それからしばらく、いつもと変わらない毎日が続いていた。
少しずつ春が近づいている。
最近は、プランターの一つや二つ玄関先に置いてある家が多い。
寒さに強いと言うビオラが咲き、チューリップは芽を出している。
遅咲きのシクラメンは日当たりの良い出窓で自慢げにその花を咲かせている。
街を歩く人たちはコートをあまり着なくなった。
洋服の色も黒・茶というものから明るい色のものに変わってきた。
一枚一枚脱ぎ捨てるたびに身体が軽くなっているように感じられる。
そんなある日、仕事の打ち合わせの帰り道、尚は偶然すれ違った悦子に声をかけられ振り返った。
「山村さん。」
「あ~、悦ちゃん。
こんなところで会うなんて驚いたな。」
「久しぶりですね。
少し時間ありますか?」
悦子が尚に聞く。
「うん。
あとは事務所に戻るだけだから。」
「この前。
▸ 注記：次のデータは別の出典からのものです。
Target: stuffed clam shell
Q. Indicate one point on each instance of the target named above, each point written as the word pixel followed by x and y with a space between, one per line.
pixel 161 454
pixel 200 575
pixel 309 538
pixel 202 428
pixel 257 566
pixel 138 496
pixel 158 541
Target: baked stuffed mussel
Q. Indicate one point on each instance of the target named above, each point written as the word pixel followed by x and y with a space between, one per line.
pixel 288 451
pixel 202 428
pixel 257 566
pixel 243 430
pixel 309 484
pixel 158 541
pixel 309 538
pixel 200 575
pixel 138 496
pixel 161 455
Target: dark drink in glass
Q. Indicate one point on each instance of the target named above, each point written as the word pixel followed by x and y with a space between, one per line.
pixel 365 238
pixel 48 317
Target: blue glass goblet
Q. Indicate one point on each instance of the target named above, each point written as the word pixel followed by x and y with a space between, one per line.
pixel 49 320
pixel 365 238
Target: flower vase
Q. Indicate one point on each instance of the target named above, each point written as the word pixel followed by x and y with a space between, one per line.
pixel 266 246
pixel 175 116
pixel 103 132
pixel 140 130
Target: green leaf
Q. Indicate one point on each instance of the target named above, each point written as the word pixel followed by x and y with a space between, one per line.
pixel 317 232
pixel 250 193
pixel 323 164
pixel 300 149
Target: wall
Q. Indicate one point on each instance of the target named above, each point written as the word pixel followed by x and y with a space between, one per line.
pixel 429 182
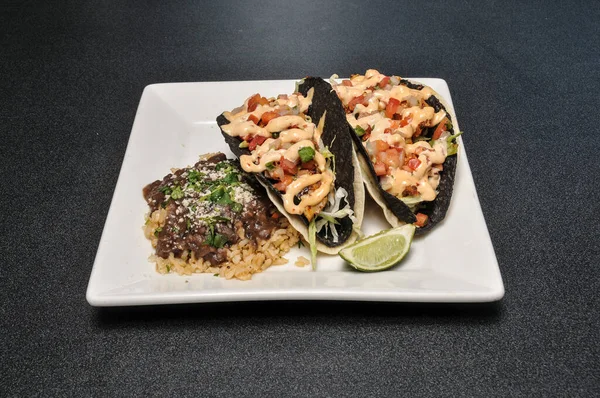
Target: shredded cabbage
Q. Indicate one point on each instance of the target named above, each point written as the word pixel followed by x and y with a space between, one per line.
pixel 332 79
pixel 328 217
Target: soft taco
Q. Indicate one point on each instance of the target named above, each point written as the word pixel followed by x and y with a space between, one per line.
pixel 407 142
pixel 298 146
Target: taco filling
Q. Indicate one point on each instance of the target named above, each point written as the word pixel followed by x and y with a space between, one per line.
pixel 279 142
pixel 406 136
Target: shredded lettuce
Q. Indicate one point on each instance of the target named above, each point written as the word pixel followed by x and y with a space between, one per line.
pixel 328 218
pixel 412 202
pixel 312 241
pixel 298 83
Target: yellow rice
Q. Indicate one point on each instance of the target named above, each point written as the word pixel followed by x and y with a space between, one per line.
pixel 243 258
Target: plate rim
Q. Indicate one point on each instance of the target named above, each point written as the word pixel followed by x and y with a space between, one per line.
pixel 96 298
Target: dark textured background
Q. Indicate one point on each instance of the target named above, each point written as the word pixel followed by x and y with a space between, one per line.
pixel 525 80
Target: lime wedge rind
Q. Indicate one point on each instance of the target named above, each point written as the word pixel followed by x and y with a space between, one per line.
pixel 380 251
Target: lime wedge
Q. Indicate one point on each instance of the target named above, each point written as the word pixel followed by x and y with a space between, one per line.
pixel 380 251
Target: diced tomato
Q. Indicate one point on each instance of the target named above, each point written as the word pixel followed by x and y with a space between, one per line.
pixel 256 100
pixel 405 121
pixel 310 165
pixel 288 166
pixel 421 220
pixel 355 101
pixel 381 146
pixel 282 185
pixel 268 116
pixel 253 102
pixel 414 163
pixel 410 190
pixel 391 107
pixel 277 173
pixel 256 141
pixel 380 168
pixel 440 129
pixel 253 119
pixel 393 157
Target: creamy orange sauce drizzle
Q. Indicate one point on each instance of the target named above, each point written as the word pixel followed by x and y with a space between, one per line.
pixel 425 177
pixel 295 131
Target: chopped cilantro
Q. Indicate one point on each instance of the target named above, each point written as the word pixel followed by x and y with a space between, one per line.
pixel 231 178
pixel 219 241
pixel 306 154
pixel 177 193
pixel 219 195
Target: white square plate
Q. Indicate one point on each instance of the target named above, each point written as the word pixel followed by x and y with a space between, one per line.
pixel 175 123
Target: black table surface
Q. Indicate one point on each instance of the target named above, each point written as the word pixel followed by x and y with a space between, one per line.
pixel 525 83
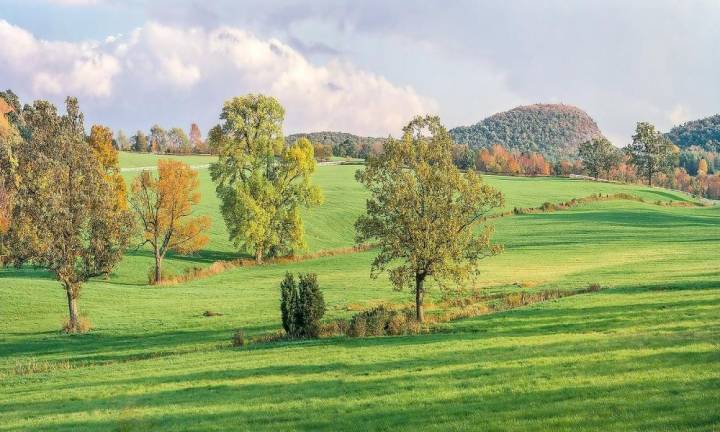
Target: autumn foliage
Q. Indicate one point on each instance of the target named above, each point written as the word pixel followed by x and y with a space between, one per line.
pixel 499 160
pixel 163 204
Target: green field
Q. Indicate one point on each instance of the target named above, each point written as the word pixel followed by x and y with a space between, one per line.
pixel 643 354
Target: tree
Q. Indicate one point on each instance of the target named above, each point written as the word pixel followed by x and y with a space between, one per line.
pixel 198 145
pixel 322 152
pixel 423 211
pixel 9 140
pixel 702 167
pixel 261 182
pixel 65 216
pixel 345 149
pixel 139 142
pixel 163 206
pixel 157 141
pixel 100 141
pixel 123 143
pixel 302 305
pixel 651 152
pixel 599 156
pixel 178 141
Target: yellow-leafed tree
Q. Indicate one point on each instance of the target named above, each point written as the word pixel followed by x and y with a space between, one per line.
pixel 163 205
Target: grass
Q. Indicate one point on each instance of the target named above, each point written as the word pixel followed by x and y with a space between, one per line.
pixel 643 354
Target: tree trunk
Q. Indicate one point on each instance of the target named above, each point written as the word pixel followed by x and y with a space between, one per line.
pixel 73 325
pixel 158 268
pixel 419 293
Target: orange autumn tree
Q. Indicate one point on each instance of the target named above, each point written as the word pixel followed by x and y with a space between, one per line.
pixel 164 207
pixel 100 141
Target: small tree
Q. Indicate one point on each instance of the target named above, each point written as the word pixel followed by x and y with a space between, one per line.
pixel 423 212
pixel 702 167
pixel 261 182
pixel 101 142
pixel 164 207
pixel 65 216
pixel 139 142
pixel 302 305
pixel 599 156
pixel 651 152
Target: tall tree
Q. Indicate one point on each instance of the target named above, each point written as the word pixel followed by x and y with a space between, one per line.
pixel 9 141
pixel 599 156
pixel 164 207
pixel 651 152
pixel 157 141
pixel 702 167
pixel 198 145
pixel 178 141
pixel 261 182
pixel 122 141
pixel 140 142
pixel 100 140
pixel 423 211
pixel 65 217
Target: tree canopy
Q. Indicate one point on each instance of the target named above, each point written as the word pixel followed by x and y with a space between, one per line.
pixel 599 156
pixel 65 215
pixel 424 212
pixel 163 206
pixel 651 152
pixel 261 182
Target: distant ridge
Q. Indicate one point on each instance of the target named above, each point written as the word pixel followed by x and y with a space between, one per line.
pixel 335 138
pixel 704 133
pixel 555 130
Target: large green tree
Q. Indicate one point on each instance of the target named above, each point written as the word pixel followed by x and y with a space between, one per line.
pixel 65 215
pixel 651 152
pixel 599 156
pixel 424 212
pixel 261 182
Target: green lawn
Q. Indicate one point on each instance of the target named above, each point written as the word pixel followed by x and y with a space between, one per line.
pixel 643 354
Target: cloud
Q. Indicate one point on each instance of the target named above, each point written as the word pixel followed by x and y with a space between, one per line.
pixel 679 114
pixel 174 75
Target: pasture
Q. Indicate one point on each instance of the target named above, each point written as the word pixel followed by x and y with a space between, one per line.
pixel 642 354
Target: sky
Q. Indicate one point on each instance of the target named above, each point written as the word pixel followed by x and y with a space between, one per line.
pixel 365 67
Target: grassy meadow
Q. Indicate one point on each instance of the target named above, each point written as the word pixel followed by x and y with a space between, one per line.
pixel 642 354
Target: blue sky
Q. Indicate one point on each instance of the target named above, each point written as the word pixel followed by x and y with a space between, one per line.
pixel 365 67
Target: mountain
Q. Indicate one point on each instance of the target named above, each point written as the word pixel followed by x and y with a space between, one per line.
pixel 555 130
pixel 335 138
pixel 704 133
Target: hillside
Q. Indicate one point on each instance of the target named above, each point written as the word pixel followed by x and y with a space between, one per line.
pixel 704 133
pixel 153 361
pixel 335 138
pixel 555 130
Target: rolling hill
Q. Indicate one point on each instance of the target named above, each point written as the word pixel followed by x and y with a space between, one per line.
pixel 616 359
pixel 703 133
pixel 334 138
pixel 555 130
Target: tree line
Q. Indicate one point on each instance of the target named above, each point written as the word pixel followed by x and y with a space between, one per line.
pixel 65 208
pixel 650 158
pixel 162 141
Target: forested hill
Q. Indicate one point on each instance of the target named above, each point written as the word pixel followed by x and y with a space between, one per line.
pixel 555 130
pixel 704 133
pixel 335 138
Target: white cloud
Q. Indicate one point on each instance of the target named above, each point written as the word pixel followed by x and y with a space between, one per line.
pixel 163 73
pixel 679 114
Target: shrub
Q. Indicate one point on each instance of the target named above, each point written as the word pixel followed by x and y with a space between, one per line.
pixel 211 313
pixel 302 305
pixel 84 326
pixel 380 321
pixel 164 275
pixel 239 338
pixel 514 300
pixel 594 287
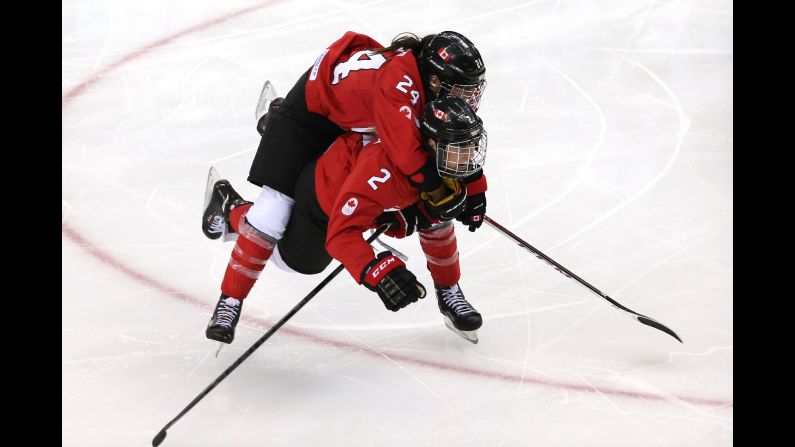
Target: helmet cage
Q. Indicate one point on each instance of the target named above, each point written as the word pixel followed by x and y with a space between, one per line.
pixel 462 157
pixel 471 93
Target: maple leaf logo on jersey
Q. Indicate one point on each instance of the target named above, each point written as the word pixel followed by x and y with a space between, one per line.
pixel 350 206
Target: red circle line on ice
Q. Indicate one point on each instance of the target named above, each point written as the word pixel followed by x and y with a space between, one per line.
pixel 75 236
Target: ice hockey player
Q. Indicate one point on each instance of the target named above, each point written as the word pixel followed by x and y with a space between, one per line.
pixel 357 85
pixel 346 192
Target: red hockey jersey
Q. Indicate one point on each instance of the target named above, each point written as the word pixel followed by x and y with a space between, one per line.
pixel 355 183
pixel 365 92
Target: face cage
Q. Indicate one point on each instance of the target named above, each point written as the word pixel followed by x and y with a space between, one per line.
pixel 471 93
pixel 462 158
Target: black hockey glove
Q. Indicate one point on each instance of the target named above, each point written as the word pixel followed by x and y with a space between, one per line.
pixel 474 212
pixel 451 205
pixel 426 179
pixel 405 222
pixel 388 276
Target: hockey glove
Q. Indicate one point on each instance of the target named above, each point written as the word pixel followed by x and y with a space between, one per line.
pixel 427 178
pixel 451 205
pixel 474 212
pixel 405 222
pixel 388 276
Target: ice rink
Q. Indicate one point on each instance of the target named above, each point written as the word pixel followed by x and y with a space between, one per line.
pixel 610 149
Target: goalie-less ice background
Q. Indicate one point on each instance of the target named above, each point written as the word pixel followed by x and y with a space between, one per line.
pixel 610 133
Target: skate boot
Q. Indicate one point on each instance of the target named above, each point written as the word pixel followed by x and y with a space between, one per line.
pixel 219 201
pixel 225 316
pixel 458 314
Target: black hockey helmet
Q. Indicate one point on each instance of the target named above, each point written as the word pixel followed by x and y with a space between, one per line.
pixel 459 137
pixel 455 60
麻衣に会いました。
二人とも仕事、忙しそうですね。
麻衣は最近書き続けてるって何かで読んだけど、彼女、元気にしていますか?」
「元気だよ。
仕事に生きがいを感じているみたいだ。」
尚はそう答えた。
・・平和な人ね~。
悦子は麻衣の心のずっと奥の思いに気づいていない尚にひどく腹が立った。
麻衣が書いている本当の意味をこの人は何も理解していない。
あなたとの距離を感じることが怖くて、他のことに気持ちを向けているのに。
本当は尚に向かって言ってやりたいことは山のようにあった。
それでも悦子は何とか自分を黙らせた。
せっかく麻衣が格好つけた最後の大芝居を邪魔したくないと思ったから。
「俺たち、多分、別れることになると思うんだ。」
尚が残念そうに言う。
「そうですか。」
悦子はそう言った。
「悦ちゃんは驚かないんだね。
麻衣に聞いてたの?」
「そこまではっきりしたことを聞いたわけじゃないんです。
ただ、前のようにはなれないって言ってました。
まさか、そんな意味だったとは思いませんでした。」
「こんなことになって、俺としても残念なんだ。」
悦子には、尚のその言葉の意味が理解できないでいた。
「山村さん、麻衣に書いたものを読んだことがありますか・」
「いや、まだ一度も無いんだ。
俺も忙しくて読む時間がないこともあるんだけど、麻衣は読んでほしくないんじゃないかな。
一度も読んでみて、とか言われたこと無いから。」
「そうですか・・。
私は全部読んでいます。
麻衣の心が見えるから。」
少し偉そうに言ってしまったように感じたけど、気が付いて欲しいと思った。